Some languages ( I believe perl does, not sure ) permit bitwise arithmetic on strings. Giving you a much greater effective range. ( (strlen * 8bit chars ) combinations )
However, I wouldn't use a single value for superimposition of more than one /type/ of data. The basic r/w/x triplet of 3-bit ints would probably be the upper "practical" limit, not for space efficiency reasons, but for practical development reasons.
( Php uses this system to control its error-messages, and I have already found that its a bit over-the-top when you have to define values where php's constants are not resident and you have to generate the integer by hand, and to be honest, if chmod didn't support the 'ugo+rwx' style syntax I'd never want to use it because i can never remember the magic numbers )

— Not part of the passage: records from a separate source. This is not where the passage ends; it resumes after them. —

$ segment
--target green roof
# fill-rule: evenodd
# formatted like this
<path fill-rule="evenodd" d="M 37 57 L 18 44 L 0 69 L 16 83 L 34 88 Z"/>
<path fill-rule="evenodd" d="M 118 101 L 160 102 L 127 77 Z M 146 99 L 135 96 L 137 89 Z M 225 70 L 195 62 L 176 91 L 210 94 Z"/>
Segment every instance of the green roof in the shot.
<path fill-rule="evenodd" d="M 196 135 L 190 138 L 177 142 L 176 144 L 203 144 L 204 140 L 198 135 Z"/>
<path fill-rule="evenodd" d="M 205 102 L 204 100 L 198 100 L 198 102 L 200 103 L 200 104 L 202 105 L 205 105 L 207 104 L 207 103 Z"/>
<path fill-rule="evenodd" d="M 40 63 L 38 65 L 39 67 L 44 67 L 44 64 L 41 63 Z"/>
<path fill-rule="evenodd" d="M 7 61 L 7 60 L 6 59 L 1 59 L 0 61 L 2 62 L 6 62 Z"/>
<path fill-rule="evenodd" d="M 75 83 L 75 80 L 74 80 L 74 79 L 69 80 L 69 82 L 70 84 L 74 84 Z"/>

The instant you have to crack open a constants table to debug code you know you've gone too far.
Old thread, but it's worth mentioning that there are cases requiring bloated bit masks, e.g., molecular fingerprints, which are often generated as 1024-bit arrays which we have packed in 32 bigint fields (SQL Server not supporting UInt32). Bit wise operations work fine - until your table starts to grow and you realize the sluggishness of separate function calls. The binary data type would work, were it not for T-SQL's ban on bitwise operators having two binary operands.
For example .NET uses array of integers as an internal storage for their BitArray class.
Practically there's no other way around.
That being said, in SQL you will need more than one column (or use the BLOBS) to store all the states.
You tagged this question SQL, so I think you need to consult with the documentation for your database to find the size of an integer. Then subtract one bit for the sign, just to be safe.
Edit: Your comment says you're using MySQL. The documentation for MySQL 5.0 Numeric Types states that the maximum size of a NUMERIC is 64 or 65 digits. That's 212 bits for 64 digits.
Remember that your language of choice has to be able to work with those digits, so you may be limited to a 64-bit integer anyway.